About storage types for CAS crawls

The Content Acquisition System can write output from a crawl to either a Record Store instance (the default) or to a record output file. The configuration of the Deployment Template varies depending on whether a crawl is configured to write output to a Record Store instance or configured to store crawl output in record output files. This topic describes the main differences between the storage types as they affect the operations of the Deployment Template.

Note: Although both storage types are fully supported, Oracle recommends configuring a CAS crawl to write to a Record Store instance rather than a record output file. This approach simplifies both the operational model and Deployment Template configuration.

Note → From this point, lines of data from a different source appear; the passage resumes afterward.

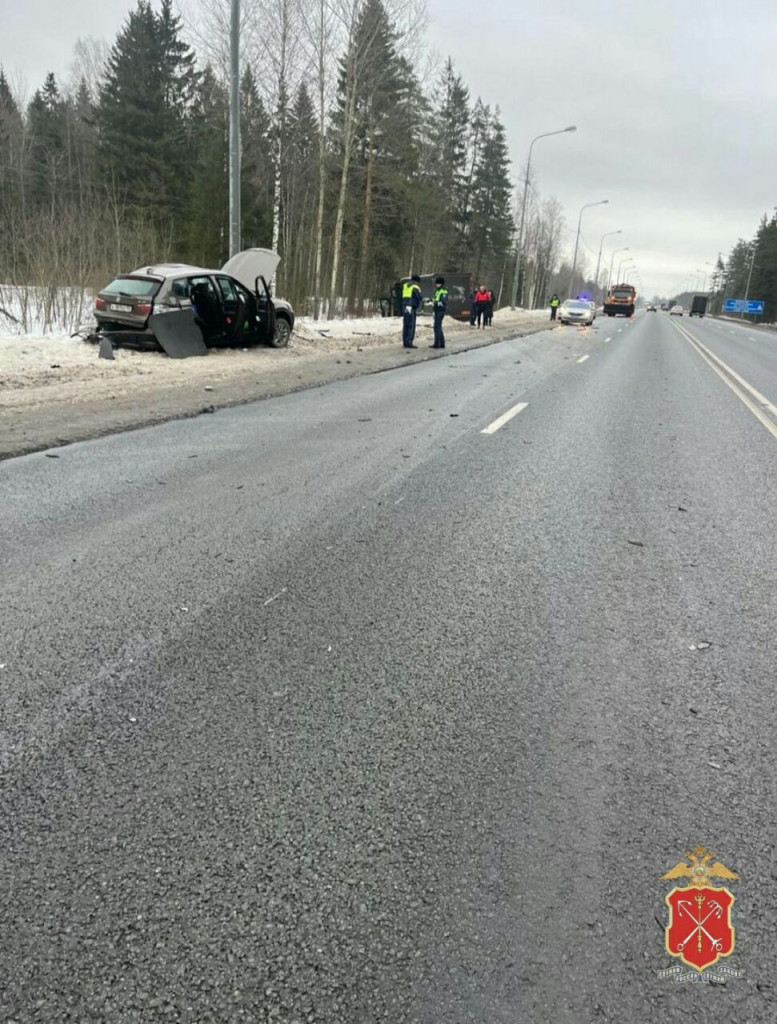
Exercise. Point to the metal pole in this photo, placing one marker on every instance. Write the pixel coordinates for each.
(577, 241)
(599, 260)
(234, 130)
(519, 246)
(749, 275)
(612, 259)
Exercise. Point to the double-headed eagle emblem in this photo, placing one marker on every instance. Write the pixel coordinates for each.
(699, 931)
(700, 871)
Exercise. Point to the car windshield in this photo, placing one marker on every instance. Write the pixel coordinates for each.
(143, 287)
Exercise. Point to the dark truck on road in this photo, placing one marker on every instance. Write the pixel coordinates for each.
(459, 287)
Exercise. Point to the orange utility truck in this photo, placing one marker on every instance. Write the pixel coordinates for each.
(620, 299)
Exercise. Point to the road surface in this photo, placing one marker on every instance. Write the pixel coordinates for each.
(392, 700)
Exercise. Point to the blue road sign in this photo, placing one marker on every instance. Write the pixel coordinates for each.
(754, 306)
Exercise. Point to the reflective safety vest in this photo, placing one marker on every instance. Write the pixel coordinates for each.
(408, 288)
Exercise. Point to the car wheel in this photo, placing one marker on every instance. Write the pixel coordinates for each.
(283, 333)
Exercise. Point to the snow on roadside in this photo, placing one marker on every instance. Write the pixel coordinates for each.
(38, 369)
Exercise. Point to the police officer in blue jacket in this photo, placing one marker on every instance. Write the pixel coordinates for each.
(440, 308)
(411, 304)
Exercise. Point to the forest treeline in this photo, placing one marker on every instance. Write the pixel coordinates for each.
(355, 167)
(749, 270)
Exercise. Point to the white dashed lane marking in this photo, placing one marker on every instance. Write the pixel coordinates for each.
(505, 418)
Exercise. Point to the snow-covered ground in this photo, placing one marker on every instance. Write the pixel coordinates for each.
(30, 359)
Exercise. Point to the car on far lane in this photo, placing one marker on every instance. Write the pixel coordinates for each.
(576, 311)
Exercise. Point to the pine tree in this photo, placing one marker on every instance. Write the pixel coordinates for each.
(301, 196)
(144, 110)
(11, 181)
(376, 128)
(207, 213)
(257, 174)
(491, 190)
(444, 176)
(46, 119)
(764, 280)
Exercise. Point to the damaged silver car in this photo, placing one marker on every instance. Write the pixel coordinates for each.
(184, 310)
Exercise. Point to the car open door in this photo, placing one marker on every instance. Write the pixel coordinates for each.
(178, 333)
(265, 310)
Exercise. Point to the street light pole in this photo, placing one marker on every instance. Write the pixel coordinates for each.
(600, 202)
(234, 129)
(609, 275)
(599, 260)
(749, 276)
(628, 259)
(519, 246)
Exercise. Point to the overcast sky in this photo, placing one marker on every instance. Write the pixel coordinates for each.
(675, 102)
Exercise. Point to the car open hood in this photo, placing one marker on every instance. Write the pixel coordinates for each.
(252, 263)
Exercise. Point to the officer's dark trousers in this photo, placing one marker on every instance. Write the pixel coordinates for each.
(408, 329)
(439, 337)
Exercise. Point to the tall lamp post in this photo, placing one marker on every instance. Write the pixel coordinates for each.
(749, 279)
(519, 247)
(599, 260)
(234, 129)
(600, 202)
(629, 259)
(612, 257)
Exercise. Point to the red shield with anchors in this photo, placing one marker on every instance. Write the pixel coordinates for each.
(699, 931)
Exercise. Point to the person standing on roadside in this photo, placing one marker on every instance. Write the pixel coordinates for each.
(489, 308)
(440, 308)
(411, 305)
(481, 301)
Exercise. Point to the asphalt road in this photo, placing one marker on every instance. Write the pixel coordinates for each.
(336, 709)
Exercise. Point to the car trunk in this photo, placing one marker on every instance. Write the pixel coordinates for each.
(127, 302)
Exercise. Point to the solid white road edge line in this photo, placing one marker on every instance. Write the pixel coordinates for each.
(760, 398)
(723, 370)
(505, 418)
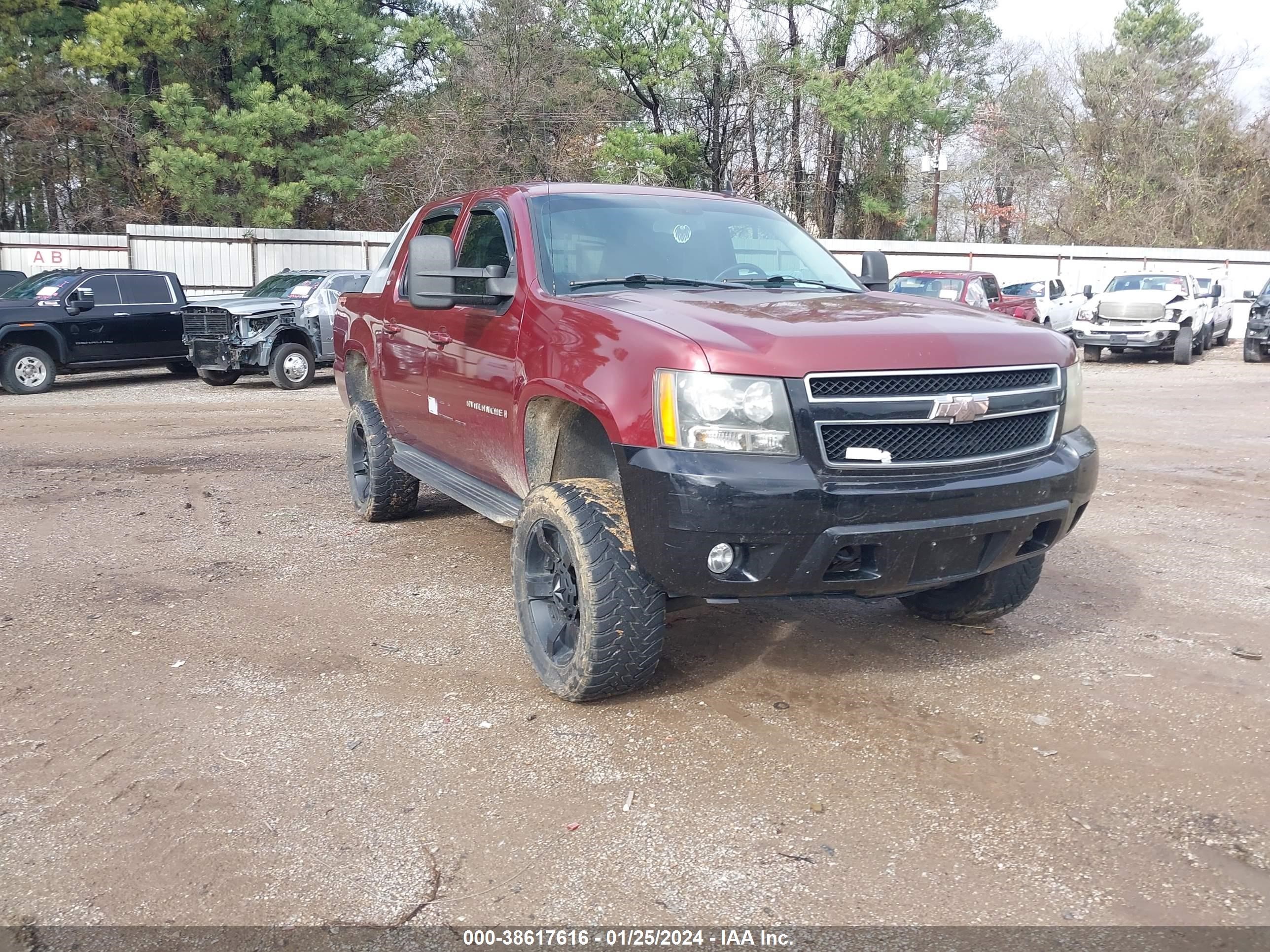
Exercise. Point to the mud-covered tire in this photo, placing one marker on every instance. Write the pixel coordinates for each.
(380, 490)
(1184, 345)
(978, 600)
(219, 378)
(26, 370)
(591, 620)
(292, 367)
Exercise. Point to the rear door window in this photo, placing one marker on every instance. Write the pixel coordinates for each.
(106, 289)
(145, 290)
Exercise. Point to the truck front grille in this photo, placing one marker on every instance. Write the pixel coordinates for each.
(1130, 311)
(933, 418)
(841, 386)
(910, 443)
(206, 320)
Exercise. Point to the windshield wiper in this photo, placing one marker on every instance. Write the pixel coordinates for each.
(780, 280)
(639, 281)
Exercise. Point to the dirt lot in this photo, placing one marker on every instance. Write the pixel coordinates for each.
(225, 701)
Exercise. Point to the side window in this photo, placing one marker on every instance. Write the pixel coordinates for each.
(484, 245)
(349, 283)
(442, 225)
(106, 290)
(145, 290)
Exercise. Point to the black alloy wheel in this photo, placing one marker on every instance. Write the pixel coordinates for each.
(552, 587)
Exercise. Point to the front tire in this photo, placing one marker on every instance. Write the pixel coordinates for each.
(380, 490)
(219, 378)
(26, 370)
(978, 600)
(292, 367)
(1184, 345)
(591, 620)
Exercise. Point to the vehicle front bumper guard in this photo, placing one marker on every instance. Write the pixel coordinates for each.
(1143, 336)
(801, 534)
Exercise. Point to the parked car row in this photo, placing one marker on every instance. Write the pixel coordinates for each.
(78, 320)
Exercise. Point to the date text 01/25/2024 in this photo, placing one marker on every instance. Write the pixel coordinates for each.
(624, 938)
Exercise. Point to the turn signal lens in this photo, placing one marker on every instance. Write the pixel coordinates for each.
(698, 410)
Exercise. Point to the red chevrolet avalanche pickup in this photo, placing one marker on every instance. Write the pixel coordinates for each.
(676, 397)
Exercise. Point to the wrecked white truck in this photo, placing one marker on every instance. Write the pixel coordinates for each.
(282, 328)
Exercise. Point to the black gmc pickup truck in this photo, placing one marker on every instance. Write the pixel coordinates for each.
(67, 322)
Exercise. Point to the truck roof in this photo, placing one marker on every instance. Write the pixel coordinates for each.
(935, 273)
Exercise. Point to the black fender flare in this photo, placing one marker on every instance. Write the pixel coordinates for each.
(37, 325)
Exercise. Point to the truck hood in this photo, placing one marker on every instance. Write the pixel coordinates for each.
(247, 306)
(793, 333)
(1139, 298)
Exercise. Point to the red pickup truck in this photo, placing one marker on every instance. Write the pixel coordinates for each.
(676, 397)
(973, 289)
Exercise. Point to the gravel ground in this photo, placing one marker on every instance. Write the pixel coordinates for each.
(226, 701)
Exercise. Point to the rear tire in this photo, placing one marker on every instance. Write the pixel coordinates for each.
(978, 600)
(26, 370)
(292, 367)
(219, 378)
(591, 620)
(380, 490)
(1184, 347)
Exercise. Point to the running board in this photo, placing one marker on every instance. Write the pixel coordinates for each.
(490, 502)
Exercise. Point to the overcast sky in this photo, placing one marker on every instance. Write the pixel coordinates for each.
(1236, 27)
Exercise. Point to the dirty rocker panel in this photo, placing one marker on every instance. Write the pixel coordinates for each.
(473, 493)
(804, 532)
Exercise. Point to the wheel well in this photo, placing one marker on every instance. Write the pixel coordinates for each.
(565, 442)
(292, 336)
(34, 337)
(357, 377)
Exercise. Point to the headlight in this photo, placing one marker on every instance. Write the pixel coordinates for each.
(699, 410)
(1074, 399)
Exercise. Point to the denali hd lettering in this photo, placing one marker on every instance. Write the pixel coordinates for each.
(704, 406)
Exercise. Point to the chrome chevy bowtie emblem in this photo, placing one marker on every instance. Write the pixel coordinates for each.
(959, 408)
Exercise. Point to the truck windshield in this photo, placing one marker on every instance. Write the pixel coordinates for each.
(1176, 283)
(42, 287)
(1029, 289)
(943, 289)
(603, 238)
(287, 285)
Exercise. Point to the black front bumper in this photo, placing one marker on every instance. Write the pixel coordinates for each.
(801, 532)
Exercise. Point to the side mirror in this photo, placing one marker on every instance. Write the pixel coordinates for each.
(429, 272)
(80, 300)
(874, 271)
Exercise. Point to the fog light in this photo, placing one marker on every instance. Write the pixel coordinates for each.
(720, 559)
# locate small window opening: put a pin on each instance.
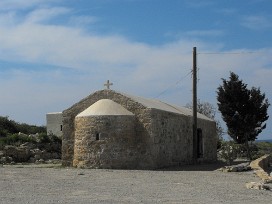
(97, 136)
(199, 143)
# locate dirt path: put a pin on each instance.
(68, 185)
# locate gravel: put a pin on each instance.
(184, 185)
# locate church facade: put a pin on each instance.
(109, 129)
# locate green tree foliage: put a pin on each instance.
(244, 110)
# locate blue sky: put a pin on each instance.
(55, 52)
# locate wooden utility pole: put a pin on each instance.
(194, 105)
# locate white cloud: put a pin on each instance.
(88, 59)
(22, 4)
(44, 14)
(256, 22)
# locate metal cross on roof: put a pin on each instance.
(108, 84)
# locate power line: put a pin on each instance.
(173, 85)
(228, 53)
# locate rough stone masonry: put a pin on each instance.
(108, 129)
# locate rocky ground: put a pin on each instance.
(188, 184)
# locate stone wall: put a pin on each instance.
(173, 142)
(162, 138)
(105, 142)
(141, 115)
(54, 123)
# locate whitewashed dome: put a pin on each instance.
(104, 107)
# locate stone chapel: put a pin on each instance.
(109, 129)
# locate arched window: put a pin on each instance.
(199, 143)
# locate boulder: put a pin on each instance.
(257, 186)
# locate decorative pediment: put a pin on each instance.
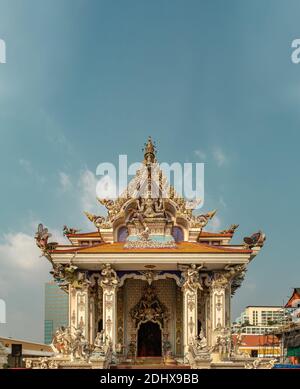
(149, 308)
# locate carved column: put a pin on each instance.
(109, 284)
(190, 317)
(218, 305)
(190, 310)
(79, 309)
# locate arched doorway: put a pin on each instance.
(149, 340)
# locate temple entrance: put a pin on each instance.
(149, 340)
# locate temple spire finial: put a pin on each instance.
(149, 151)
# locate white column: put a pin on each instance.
(79, 309)
(110, 313)
(109, 284)
(190, 317)
(218, 307)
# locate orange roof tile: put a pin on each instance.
(182, 247)
(258, 340)
(95, 234)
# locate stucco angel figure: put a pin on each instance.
(109, 275)
(191, 277)
(99, 342)
(80, 346)
(41, 237)
(200, 342)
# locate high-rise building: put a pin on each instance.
(258, 320)
(56, 310)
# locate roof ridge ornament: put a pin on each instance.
(149, 151)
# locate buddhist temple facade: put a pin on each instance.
(150, 279)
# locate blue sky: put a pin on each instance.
(85, 81)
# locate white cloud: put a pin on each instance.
(222, 202)
(219, 156)
(22, 278)
(214, 224)
(65, 182)
(200, 154)
(28, 168)
(87, 190)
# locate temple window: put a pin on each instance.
(177, 234)
(122, 234)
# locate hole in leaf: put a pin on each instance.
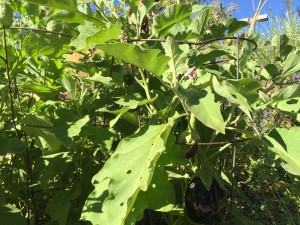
(292, 101)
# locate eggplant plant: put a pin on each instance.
(133, 112)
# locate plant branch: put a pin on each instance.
(9, 81)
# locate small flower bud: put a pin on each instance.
(191, 72)
(63, 96)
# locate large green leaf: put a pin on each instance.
(59, 206)
(289, 92)
(68, 125)
(43, 91)
(39, 127)
(58, 4)
(6, 13)
(100, 135)
(106, 34)
(177, 64)
(233, 25)
(11, 216)
(172, 15)
(148, 59)
(46, 44)
(51, 165)
(247, 87)
(202, 104)
(292, 64)
(222, 91)
(86, 30)
(11, 145)
(198, 24)
(285, 143)
(118, 184)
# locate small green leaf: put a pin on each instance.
(33, 125)
(11, 216)
(286, 93)
(106, 34)
(292, 64)
(68, 126)
(233, 25)
(70, 5)
(177, 64)
(247, 87)
(284, 142)
(11, 145)
(221, 90)
(6, 13)
(86, 30)
(198, 24)
(106, 81)
(270, 71)
(172, 15)
(59, 206)
(148, 59)
(49, 166)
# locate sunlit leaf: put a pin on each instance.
(177, 64)
(172, 15)
(148, 59)
(66, 4)
(118, 184)
(59, 206)
(86, 30)
(292, 64)
(11, 145)
(284, 143)
(202, 104)
(68, 126)
(39, 126)
(6, 13)
(106, 34)
(220, 90)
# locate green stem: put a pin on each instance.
(146, 88)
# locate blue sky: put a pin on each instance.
(246, 9)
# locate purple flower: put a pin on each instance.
(266, 113)
(296, 77)
(192, 73)
(63, 96)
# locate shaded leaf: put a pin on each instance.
(177, 64)
(68, 126)
(284, 143)
(220, 90)
(86, 30)
(292, 64)
(66, 4)
(11, 145)
(6, 13)
(106, 34)
(11, 216)
(247, 87)
(59, 206)
(46, 140)
(172, 15)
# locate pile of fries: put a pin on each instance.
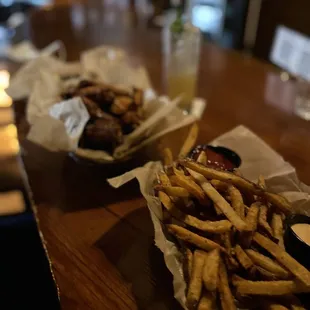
(231, 233)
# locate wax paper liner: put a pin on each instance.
(257, 158)
(54, 121)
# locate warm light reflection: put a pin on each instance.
(4, 79)
(9, 145)
(5, 99)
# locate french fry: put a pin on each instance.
(219, 185)
(188, 236)
(189, 262)
(202, 158)
(173, 191)
(169, 205)
(163, 178)
(262, 220)
(236, 200)
(221, 175)
(227, 241)
(216, 227)
(261, 182)
(189, 185)
(210, 270)
(251, 222)
(167, 156)
(190, 141)
(226, 297)
(268, 264)
(271, 305)
(243, 258)
(294, 303)
(278, 201)
(231, 263)
(219, 201)
(207, 302)
(271, 288)
(265, 274)
(252, 216)
(195, 284)
(283, 258)
(277, 228)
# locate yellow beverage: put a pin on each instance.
(182, 84)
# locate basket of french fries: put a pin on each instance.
(100, 109)
(221, 235)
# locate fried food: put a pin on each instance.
(113, 113)
(190, 237)
(167, 157)
(271, 305)
(219, 201)
(241, 183)
(283, 258)
(189, 185)
(243, 258)
(163, 179)
(262, 220)
(199, 198)
(173, 191)
(251, 222)
(271, 288)
(211, 270)
(219, 185)
(216, 227)
(236, 200)
(195, 284)
(221, 175)
(277, 228)
(252, 216)
(169, 205)
(226, 297)
(190, 141)
(207, 302)
(202, 158)
(188, 262)
(265, 274)
(268, 264)
(261, 182)
(278, 201)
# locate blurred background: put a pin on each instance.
(248, 25)
(238, 24)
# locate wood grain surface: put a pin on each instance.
(100, 239)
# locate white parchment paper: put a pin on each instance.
(257, 158)
(44, 79)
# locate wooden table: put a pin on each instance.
(101, 240)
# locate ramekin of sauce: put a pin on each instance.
(218, 156)
(297, 238)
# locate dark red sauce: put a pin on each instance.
(215, 159)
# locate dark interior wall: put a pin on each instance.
(294, 14)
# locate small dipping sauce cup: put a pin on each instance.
(297, 238)
(218, 156)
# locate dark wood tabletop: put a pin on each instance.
(100, 240)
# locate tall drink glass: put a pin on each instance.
(181, 60)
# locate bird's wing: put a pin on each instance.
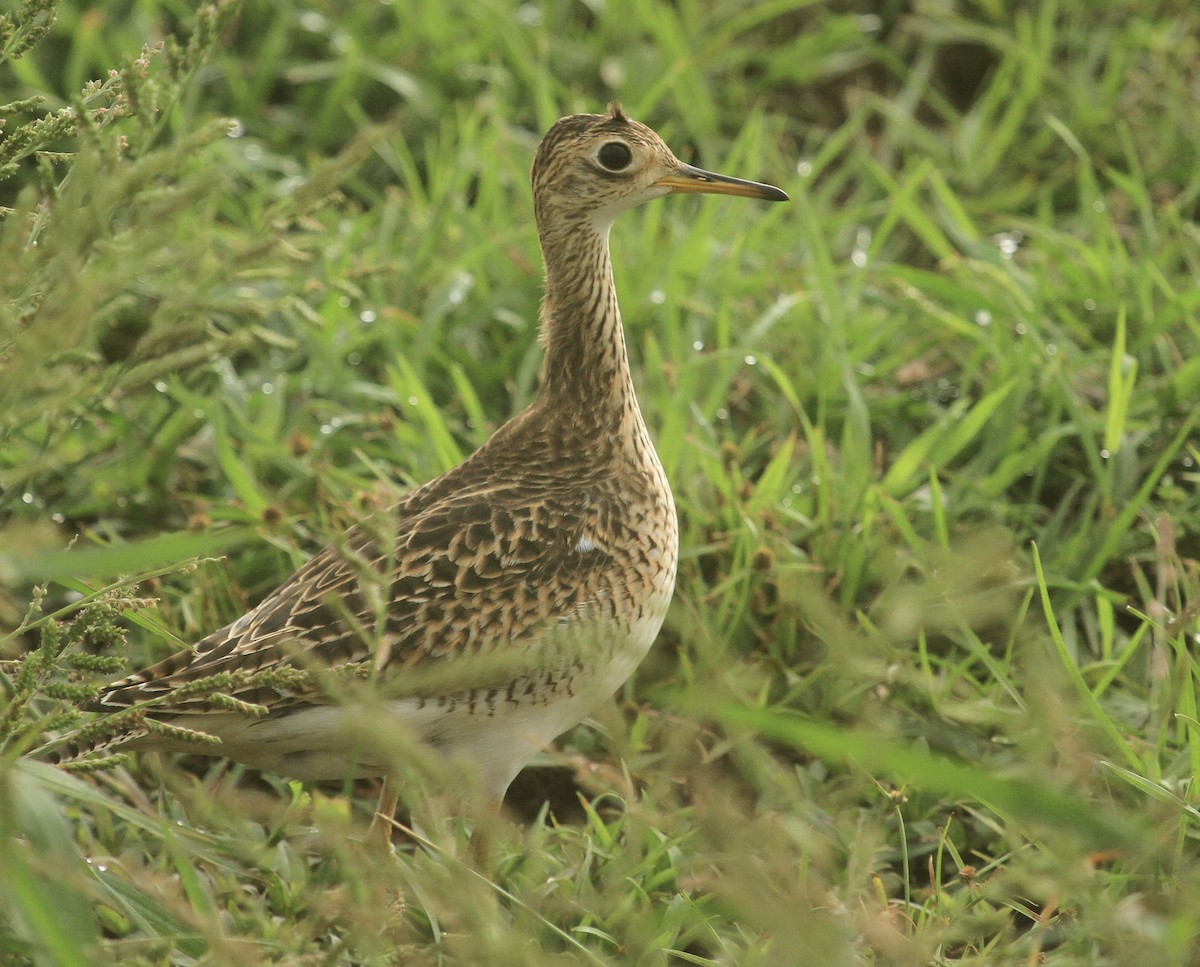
(463, 576)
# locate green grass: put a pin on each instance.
(927, 694)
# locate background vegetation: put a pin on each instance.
(928, 689)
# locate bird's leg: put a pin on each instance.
(382, 826)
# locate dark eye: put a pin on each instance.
(615, 156)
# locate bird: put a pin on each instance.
(499, 604)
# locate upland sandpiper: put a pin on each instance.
(496, 606)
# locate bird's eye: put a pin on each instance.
(615, 156)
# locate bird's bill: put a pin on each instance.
(690, 179)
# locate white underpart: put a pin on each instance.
(312, 743)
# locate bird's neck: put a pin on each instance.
(586, 366)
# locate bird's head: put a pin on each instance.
(597, 166)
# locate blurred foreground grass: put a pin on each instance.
(927, 692)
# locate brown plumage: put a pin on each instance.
(497, 605)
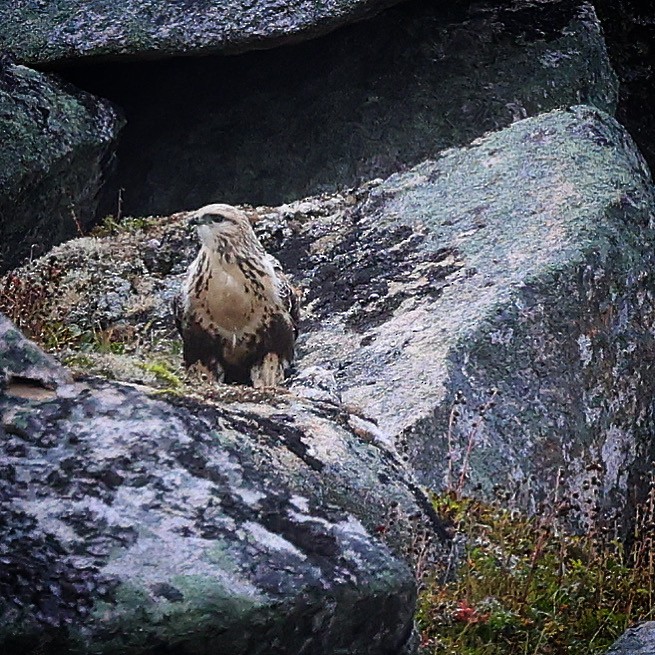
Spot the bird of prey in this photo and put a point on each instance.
(237, 312)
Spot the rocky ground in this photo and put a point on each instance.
(476, 320)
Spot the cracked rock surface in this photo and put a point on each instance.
(57, 142)
(130, 521)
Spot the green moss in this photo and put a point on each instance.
(524, 585)
(130, 224)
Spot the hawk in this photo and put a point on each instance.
(237, 312)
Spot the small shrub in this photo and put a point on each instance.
(523, 585)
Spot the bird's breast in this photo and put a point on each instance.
(230, 302)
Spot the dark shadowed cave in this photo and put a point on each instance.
(272, 126)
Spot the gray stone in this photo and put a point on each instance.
(636, 641)
(131, 521)
(509, 282)
(507, 286)
(367, 102)
(24, 364)
(45, 32)
(55, 145)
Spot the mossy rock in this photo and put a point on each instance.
(57, 143)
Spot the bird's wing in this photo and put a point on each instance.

Characteristics of a Record Store instance versus record output files

  • Files - In a Record Store instance, there are no individual files to manipulate. For crawls that write to record output files, there are one or more files to manipulate for both full and incremental crawls. You do not need to fetch files for a baseline crawl that is configured to write Endeca records to a Record Store instance. In crawls that write to a Record Store instance, a baseline pipeline uses a custom record adapter to read records directly from a Record Store instance. There is no fetching or copying record output files. For details about configuring a custom record adapter to read from a Record Store instance, see the CAS Developer's Guide.
  • Operational instructions - A crawl that writes output to a Record Store instance does not require Deployment Template configuration for output destinations, file names, or require instructions to move, copy, or fetch files. A crawl that writes to record output files requires configuration output destinations, file names, and instructions to move, copy, or fetch files.
  • Configuration properties - For crawls that write to a Record Store instance, the CAS server configuration properties in the custom-component need to specify the host and port of the CAS Server. No properties are required for output destinations. For crawls that write to a record output file, the CAS server configuration properties in the custom-component need to specify the host and port of the CAS Server, and output destinations for full and incremental crawl files.